‘The Scandal of the Century’ Celebrates García Márquez the Journalist

The English translation of a posthumous collection of the Colombian Nobel Prize winner's journalism, penned between 1950 and 1984, is published this month.

Colombian author and 1982 Nobel Prize laureate Gabriel García Márquez (1927-2014) began his writing life as a reporter, and acknowledged that many of the ideas for his short stories and novels were gleaned from newspapers.

In addition to his fiction, which has come to epitomize the magical realism genre, García Márquez also turned his attention to current affairs, such as the abductions carried out by the cohorts of Colombian drug kingpin Pablo Escobar in the 1990s, and which he chronicled in his 1996 non-fiction book ‘News of a Kidnapping’.

The posthumous ‘The Scandal of the Century’, published in the US by Alfred A. Knopf, compiles a selection of his articles and essays published between 1950 and 1984, covering a broad range of themes, from Budapest after the Soviet invasion and prostitution in Paris to travel and translation, with many of the articles also focusing on his native country.

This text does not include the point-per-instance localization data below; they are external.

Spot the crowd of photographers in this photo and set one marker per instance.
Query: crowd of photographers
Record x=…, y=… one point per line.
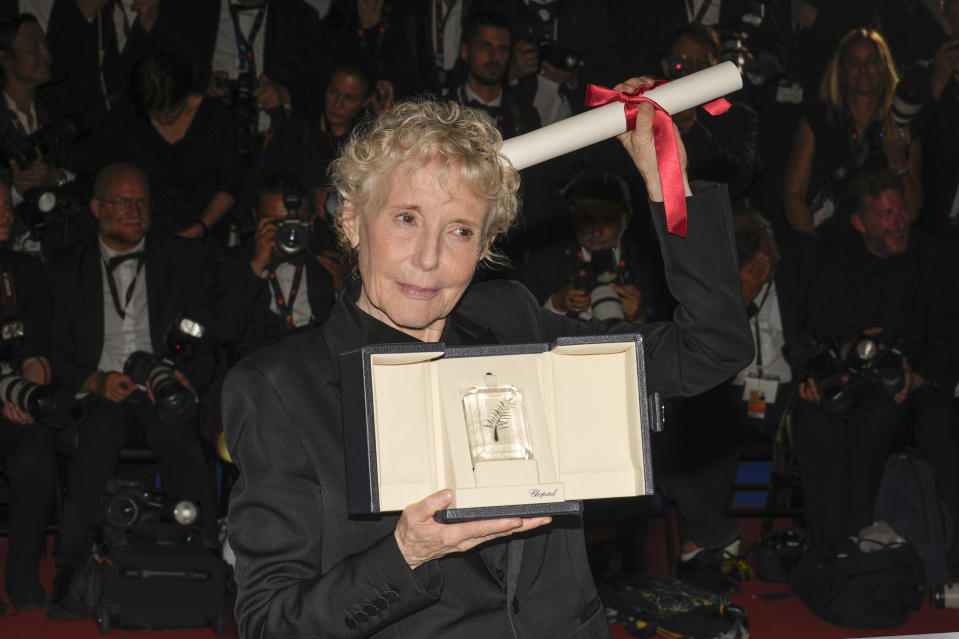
x=165, y=210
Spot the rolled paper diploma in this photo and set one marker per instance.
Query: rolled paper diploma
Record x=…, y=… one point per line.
x=609, y=120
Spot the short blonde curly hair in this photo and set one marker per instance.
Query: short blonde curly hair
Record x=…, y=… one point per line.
x=419, y=133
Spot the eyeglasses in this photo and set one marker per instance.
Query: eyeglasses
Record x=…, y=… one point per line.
x=127, y=203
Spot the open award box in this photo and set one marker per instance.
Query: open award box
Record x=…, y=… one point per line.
x=518, y=430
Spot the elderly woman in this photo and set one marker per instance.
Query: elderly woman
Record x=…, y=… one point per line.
x=849, y=128
x=424, y=192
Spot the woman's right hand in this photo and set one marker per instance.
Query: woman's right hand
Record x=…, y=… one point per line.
x=421, y=539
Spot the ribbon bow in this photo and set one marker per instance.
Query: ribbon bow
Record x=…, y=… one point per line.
x=667, y=153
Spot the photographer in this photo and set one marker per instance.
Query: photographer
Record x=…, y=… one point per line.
x=899, y=290
x=282, y=280
x=117, y=295
x=594, y=273
x=273, y=44
x=26, y=447
x=185, y=143
x=557, y=46
x=25, y=61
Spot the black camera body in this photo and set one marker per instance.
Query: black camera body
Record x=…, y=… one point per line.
x=43, y=209
x=24, y=149
x=37, y=400
x=129, y=502
x=870, y=362
x=292, y=234
x=733, y=41
x=238, y=95
x=595, y=278
x=559, y=56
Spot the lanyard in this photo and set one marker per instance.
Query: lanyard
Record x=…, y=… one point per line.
x=759, y=346
x=284, y=307
x=244, y=45
x=110, y=266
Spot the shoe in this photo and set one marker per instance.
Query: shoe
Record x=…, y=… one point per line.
x=705, y=570
x=66, y=600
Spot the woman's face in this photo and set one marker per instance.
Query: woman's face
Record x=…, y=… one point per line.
x=417, y=248
x=861, y=68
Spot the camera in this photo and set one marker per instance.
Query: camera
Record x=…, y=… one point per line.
x=908, y=98
x=238, y=95
x=595, y=278
x=559, y=56
x=129, y=502
x=38, y=400
x=733, y=42
x=173, y=399
x=870, y=361
x=292, y=233
x=944, y=596
x=43, y=209
x=24, y=150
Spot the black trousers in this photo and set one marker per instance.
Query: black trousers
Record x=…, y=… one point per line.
x=29, y=464
x=107, y=427
x=841, y=459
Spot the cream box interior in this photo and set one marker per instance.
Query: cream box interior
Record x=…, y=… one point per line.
x=583, y=401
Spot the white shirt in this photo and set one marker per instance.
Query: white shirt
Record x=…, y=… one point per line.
x=123, y=336
x=769, y=324
x=302, y=313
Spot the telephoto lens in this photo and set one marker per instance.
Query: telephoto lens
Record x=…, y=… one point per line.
x=38, y=400
x=944, y=596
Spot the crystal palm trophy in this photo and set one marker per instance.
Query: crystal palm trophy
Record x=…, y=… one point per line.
x=496, y=422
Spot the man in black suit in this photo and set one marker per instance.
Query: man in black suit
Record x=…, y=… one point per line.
x=95, y=45
x=697, y=456
x=26, y=448
x=485, y=51
x=720, y=148
x=25, y=60
x=275, y=41
x=117, y=294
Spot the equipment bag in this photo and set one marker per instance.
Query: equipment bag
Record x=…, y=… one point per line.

Featuring pieces that first appeared in newspapers such as Colombia’s El Espectador and Spain’s El País, the book stands as a testament to the author’s ‘day job’ as a jobbing journalist, a career that would later inspire him to co-found the Ibero-American New Journalism Foundation (FNPI) in 1995, and which fosters the work of journalists through scholarships, awards and collaborative research projects.